Im August und Anfang September sei bei Hausmücken traditionell die maximale Population erreicht, so Walther. Und nach diesem regenreichen Sommer gibt es besonders viele Exemplare.

„Es ist die Hölle“, sagt die Mückenexpertin – aus eigener Erfahrung: Noch nie habe sie im eigenen Haus so viele Mücken gehabt. Nicht nur die Berliner und Brandenburger stöhnten: „Letztendlich tobt derzeit überall die Mücke.“

Hausmückenweibchen wissen aber angesichts der Witterung, dass sich die Eiablage nicht mehr lohnt.
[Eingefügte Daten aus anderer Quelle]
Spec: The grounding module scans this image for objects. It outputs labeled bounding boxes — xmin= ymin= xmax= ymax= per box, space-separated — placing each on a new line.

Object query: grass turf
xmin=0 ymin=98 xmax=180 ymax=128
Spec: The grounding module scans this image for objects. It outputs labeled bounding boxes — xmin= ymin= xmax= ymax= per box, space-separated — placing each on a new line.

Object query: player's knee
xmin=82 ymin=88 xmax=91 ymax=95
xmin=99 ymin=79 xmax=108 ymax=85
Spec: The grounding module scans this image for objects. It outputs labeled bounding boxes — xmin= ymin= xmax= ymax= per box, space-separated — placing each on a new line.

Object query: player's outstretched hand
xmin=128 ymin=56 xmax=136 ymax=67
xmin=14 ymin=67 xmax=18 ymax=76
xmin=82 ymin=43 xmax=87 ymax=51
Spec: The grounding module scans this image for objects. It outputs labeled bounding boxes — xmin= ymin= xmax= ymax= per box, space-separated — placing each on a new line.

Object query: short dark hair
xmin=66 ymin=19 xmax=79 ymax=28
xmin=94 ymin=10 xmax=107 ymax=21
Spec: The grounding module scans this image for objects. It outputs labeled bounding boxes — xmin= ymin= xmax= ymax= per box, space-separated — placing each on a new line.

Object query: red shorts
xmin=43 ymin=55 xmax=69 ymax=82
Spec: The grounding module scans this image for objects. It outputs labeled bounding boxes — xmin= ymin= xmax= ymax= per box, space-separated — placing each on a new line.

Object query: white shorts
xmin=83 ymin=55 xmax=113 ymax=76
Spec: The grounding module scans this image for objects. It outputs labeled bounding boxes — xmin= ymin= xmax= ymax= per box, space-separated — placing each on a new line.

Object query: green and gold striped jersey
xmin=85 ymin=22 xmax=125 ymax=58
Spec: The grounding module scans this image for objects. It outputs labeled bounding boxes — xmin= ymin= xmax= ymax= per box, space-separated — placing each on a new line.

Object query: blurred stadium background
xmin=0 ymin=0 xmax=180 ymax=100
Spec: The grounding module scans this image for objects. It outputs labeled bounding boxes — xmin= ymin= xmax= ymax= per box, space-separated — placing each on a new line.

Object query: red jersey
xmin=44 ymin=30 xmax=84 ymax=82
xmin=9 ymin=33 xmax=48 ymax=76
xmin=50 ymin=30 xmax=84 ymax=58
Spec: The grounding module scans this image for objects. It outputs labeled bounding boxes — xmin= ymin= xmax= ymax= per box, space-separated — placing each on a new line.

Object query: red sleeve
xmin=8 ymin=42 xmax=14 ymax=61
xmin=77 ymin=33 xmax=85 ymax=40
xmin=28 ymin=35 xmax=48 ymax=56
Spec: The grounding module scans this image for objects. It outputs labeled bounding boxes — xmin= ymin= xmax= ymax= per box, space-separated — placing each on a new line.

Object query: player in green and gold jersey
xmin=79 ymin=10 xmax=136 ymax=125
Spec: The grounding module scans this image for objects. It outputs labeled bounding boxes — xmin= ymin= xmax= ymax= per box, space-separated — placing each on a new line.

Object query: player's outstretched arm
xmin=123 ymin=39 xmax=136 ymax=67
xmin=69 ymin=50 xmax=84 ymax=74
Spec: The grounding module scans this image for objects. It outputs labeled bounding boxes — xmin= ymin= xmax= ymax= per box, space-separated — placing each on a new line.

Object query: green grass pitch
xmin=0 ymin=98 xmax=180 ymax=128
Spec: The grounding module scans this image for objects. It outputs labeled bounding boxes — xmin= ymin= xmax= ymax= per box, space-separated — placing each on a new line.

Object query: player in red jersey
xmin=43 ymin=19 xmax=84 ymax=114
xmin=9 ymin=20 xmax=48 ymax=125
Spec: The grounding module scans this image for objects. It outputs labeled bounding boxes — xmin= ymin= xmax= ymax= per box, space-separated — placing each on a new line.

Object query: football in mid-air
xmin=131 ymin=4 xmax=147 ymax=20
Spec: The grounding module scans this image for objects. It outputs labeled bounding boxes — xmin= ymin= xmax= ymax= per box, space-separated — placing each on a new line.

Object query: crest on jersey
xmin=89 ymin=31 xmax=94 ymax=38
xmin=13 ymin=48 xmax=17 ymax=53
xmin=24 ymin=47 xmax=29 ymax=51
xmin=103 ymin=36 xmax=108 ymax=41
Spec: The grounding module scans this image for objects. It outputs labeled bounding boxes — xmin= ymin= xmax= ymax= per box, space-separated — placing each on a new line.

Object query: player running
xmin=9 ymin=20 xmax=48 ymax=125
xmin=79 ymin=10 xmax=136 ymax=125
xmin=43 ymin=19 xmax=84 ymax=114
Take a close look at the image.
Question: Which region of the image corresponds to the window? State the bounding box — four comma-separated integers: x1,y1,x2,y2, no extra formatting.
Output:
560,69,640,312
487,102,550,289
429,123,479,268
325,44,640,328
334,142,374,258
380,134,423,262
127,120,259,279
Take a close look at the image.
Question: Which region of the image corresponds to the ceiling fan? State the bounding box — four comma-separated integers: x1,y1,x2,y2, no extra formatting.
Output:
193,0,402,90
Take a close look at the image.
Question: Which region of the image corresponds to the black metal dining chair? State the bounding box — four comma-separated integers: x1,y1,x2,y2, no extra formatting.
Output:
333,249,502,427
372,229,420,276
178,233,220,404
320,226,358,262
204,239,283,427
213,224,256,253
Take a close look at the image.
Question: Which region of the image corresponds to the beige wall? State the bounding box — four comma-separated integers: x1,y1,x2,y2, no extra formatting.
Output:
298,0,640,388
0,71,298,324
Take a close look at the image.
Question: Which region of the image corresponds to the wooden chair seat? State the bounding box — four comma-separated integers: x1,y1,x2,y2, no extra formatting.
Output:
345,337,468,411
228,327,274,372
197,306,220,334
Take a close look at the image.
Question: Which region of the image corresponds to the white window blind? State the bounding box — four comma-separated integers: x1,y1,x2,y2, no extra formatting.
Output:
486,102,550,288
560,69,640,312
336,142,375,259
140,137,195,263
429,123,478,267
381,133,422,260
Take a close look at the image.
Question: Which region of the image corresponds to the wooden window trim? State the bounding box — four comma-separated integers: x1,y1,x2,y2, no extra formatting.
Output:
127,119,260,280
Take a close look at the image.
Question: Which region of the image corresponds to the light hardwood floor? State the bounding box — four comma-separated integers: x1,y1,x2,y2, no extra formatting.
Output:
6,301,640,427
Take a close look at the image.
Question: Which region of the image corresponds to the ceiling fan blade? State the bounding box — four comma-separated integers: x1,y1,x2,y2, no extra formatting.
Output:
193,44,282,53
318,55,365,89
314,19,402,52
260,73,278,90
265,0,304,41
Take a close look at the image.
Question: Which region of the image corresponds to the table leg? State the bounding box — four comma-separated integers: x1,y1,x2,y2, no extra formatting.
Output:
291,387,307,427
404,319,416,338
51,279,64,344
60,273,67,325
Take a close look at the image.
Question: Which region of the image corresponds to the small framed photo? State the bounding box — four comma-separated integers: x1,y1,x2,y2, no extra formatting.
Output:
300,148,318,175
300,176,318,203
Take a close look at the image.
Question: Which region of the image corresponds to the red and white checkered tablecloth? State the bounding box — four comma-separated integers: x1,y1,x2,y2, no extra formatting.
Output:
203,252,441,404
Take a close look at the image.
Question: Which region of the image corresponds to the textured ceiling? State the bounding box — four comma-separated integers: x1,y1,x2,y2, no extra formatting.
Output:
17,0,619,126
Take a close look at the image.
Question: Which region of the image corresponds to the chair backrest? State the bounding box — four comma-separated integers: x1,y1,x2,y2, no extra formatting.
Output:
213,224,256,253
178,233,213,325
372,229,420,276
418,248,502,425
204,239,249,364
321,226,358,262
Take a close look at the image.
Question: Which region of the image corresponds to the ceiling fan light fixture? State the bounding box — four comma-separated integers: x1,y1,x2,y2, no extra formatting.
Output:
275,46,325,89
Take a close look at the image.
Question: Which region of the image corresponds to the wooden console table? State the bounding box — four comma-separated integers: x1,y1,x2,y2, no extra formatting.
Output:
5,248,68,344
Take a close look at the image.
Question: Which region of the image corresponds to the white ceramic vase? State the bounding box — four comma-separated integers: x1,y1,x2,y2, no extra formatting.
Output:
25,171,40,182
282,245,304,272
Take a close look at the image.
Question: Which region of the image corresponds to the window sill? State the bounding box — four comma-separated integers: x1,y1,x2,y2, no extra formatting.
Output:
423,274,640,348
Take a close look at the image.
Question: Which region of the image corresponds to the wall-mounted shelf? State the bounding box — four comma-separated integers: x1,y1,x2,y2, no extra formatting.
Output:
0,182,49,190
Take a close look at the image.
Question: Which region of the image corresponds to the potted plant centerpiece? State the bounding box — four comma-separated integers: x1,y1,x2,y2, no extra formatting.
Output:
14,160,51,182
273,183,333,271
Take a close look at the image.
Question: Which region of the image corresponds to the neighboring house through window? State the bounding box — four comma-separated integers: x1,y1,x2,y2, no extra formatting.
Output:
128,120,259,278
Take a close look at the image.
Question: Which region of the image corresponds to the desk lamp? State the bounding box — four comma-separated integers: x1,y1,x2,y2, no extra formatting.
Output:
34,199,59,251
Stattdessen ziehen sie sich in Gebäude zurück, um in eine Art Winterruhe zu verfallen. Erst bei wärmeren Temperaturen im Frühjahr werden sie wieder aktiv und stellen den Grundstein der nächsten Generation.

Männchen hingegen erleben den Winter nicht, sie sterben vorher. Sie stechen ohnehin nicht – nur die Weibchen benötigen Blut zur Eireifung. Die meisten Mücken-Arten überwintern im Ei-Stadium, zum Beispiel in Schlamm.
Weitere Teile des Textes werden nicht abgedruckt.